Pedro Silvestre edited this page Apr 2, 2020 · 24 revisions

Highly-available Streaming

The standby-operators are currently able to take over execution of a failed operator and reconfigure connections. But they produce duplicate records to the downstream, which we want to avoid in order to provide exactly-once processing guarantees.

Approach 1: RecordIDs

Assumptions:

  • Deterministic computations (no uses of random or physical time)
  • Order insensitive computations
    • For any two input records coming from different input streams, the results given by the operator should be the same no matter the order in which they are received. (This means that general stateful operators are not allowed?) If one requires two events to be ordered, they should have the same key and be ordered in Kafka.
  • Deterministic routing (no shuffle)

Idea:

Each record in a stream carries a unique RecordID. Operators that receive events coming from input sources generate a RecordID for each record. Subsequent operators combine input RecordIDs into output RecordIDs. After a successful checkpoint RecordIDs are not required any more and they are garbage-collected. Thus, they can be reused.

Operators can deduplicate records in each of their input streams using the RecordIDs. This ensures that while replaying records during failure recovery, the same record is not processed twice.

To guarantee that Records in a stream-epoch have unique recordIDs, each operator has to also detect the creation of duplicates in its outputs. If a duplicate is detected, a new ID is forcefully generated, and this relationship is stably synchronously recorded. This is expensive but rare.

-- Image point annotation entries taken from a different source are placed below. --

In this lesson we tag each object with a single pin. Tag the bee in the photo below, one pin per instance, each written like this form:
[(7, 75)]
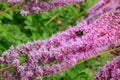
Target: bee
[(79, 33)]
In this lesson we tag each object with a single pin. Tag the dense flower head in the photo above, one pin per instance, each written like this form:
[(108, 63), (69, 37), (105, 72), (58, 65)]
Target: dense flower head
[(64, 49), (36, 6), (101, 7), (111, 71)]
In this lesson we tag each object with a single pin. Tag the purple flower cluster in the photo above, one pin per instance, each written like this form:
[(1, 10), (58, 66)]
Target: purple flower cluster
[(101, 7), (111, 71), (64, 49)]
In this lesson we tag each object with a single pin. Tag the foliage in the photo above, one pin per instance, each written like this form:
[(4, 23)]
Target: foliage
[(16, 29)]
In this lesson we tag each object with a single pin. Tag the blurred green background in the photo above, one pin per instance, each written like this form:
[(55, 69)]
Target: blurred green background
[(16, 29)]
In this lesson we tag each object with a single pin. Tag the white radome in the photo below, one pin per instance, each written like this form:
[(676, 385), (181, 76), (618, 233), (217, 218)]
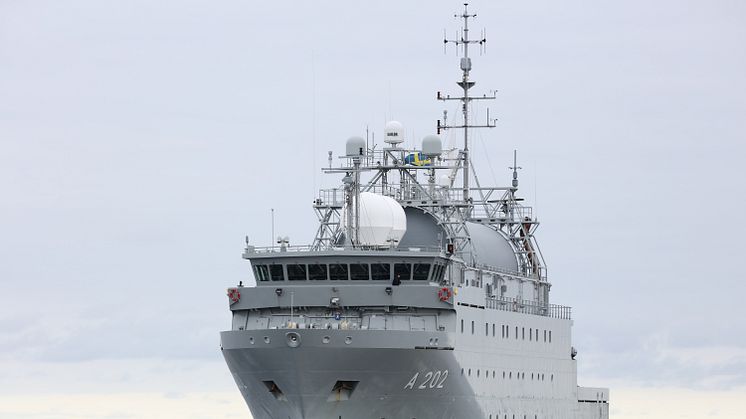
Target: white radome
[(382, 221)]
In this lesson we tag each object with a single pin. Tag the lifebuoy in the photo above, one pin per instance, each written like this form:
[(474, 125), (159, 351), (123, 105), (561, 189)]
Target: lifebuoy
[(444, 294), (234, 295)]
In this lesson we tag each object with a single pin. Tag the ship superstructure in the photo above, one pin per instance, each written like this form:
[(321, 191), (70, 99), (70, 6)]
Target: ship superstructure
[(424, 295)]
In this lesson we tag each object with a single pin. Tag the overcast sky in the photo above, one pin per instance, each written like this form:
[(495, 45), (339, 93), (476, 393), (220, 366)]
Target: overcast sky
[(140, 141)]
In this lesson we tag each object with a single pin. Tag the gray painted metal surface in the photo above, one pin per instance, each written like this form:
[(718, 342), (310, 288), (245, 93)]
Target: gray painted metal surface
[(453, 321)]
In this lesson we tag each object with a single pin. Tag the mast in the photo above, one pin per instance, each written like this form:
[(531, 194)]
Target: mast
[(465, 99)]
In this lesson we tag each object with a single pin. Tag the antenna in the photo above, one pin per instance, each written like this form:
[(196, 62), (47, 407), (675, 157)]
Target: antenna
[(463, 42), (515, 169)]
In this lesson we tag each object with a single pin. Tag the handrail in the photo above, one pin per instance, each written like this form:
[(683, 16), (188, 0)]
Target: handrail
[(529, 307)]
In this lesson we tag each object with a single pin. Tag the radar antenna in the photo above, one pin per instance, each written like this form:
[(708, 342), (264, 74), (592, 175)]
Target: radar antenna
[(465, 99)]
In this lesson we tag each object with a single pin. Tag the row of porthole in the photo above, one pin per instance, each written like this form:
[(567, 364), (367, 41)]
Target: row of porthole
[(509, 375), (325, 340), (505, 333)]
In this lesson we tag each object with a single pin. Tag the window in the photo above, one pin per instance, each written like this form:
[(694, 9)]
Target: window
[(380, 271), (421, 271), (276, 273), (438, 272), (261, 272), (338, 272), (359, 272), (402, 271), (297, 272), (317, 272), (436, 268)]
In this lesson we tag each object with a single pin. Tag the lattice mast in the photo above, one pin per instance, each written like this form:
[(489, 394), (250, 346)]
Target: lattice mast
[(465, 99)]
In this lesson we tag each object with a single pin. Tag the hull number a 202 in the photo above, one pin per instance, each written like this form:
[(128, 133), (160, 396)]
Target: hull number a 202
[(430, 379)]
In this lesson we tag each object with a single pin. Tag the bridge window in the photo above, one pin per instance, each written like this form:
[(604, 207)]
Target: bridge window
[(338, 272), (439, 272), (297, 272), (276, 273), (317, 272), (403, 271), (359, 272), (261, 272), (421, 271), (380, 271)]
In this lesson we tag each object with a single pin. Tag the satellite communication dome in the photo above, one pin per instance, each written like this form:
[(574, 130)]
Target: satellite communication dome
[(382, 221), (432, 146), (355, 147), (393, 133)]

Lineage based RecordID generation

Let IRD be Input RecordID and ORD be Output RecordID, H represent a hashing operation and let (+) be some commutative and distributative binary operation on RecordIDs (XOR or ADD). Different operator types will need to combine IRDs in different ways to generate their ORD. ORD will have the value of some function F of the input RecordIDs and other state the operator may maintain:

  • Map: ORD = F(IRD) = IRD
  • FlatMap: ORD = F(IRD, count) = H(IRD + count), where count counts how many records the FlatMap has produced.
  • RollingReduction: ORD = F(IRD, RRI) = RRI (+) IRD, where RRI is a rolling (+) reduction of all previous RecordIDs. [Breaks order insensitive computation assumption]
  • Window: ORD = F({Record.IRD | Record \in Window Pane}) = (+) {IRD | Record \in Window Pane}

Issues

In this figure, a Rolling Sum operator is shown. It has an operator downstream from it, and two upstream operators, which are shown simply as queues. Each square in the queues is a record. Blue records have already affected the downstream causally (a corresponding output of Rolling Sum has been processed downstream).

On recovery of a failure of the "Rolling Sum" operator, the records from U_1 may all be replayed before the ones from U_2. Note that this is just one possibility. In fact, all order combinations may occur. In this particular example, the id generated for input U_1^n will be the same as pre-failure and thus will be deduplicated. While records U_1^{n+1} and U_1^{n+2} are completely new and will not be deduplicated downstream, but they will affect the reducers' current "reduction RecordID" (the id it keeps and reduces new input recordIDs into). Thus, when the records U_2^n and U_2^{n+1} (whose corresponding output records have already been processed by the downstream) are processed by the Rolling Sum, they will produce completely new RecordIDs and won't be deduplicated downstream.

  • What does this mean?
    • Records may be processed twice.
    • The approach doesn't work for stateful order-sensitive operators (it does work for window operators). Although this is listed in our assumptions it seems to be a strong one impacting stateful operators, such as map and reduce.
  • What is the problem?
    • The order by which an operator will process elements.
  • When does the problem manifest?
    • When an operator has more than one input channels.
  • Why?
    • Although an operator is guaranteed to receive records from an input channel in the same order every single time (FIFO channel), there is no deterministic order that defines from which input channel records will arrive next (due to network aspects for instance). If the abovementioned operator fails, replayed records may arrive to the failed operator's substitute in a different order creating a different state and making it infeasible to deduplicate seen records downstream of the failure.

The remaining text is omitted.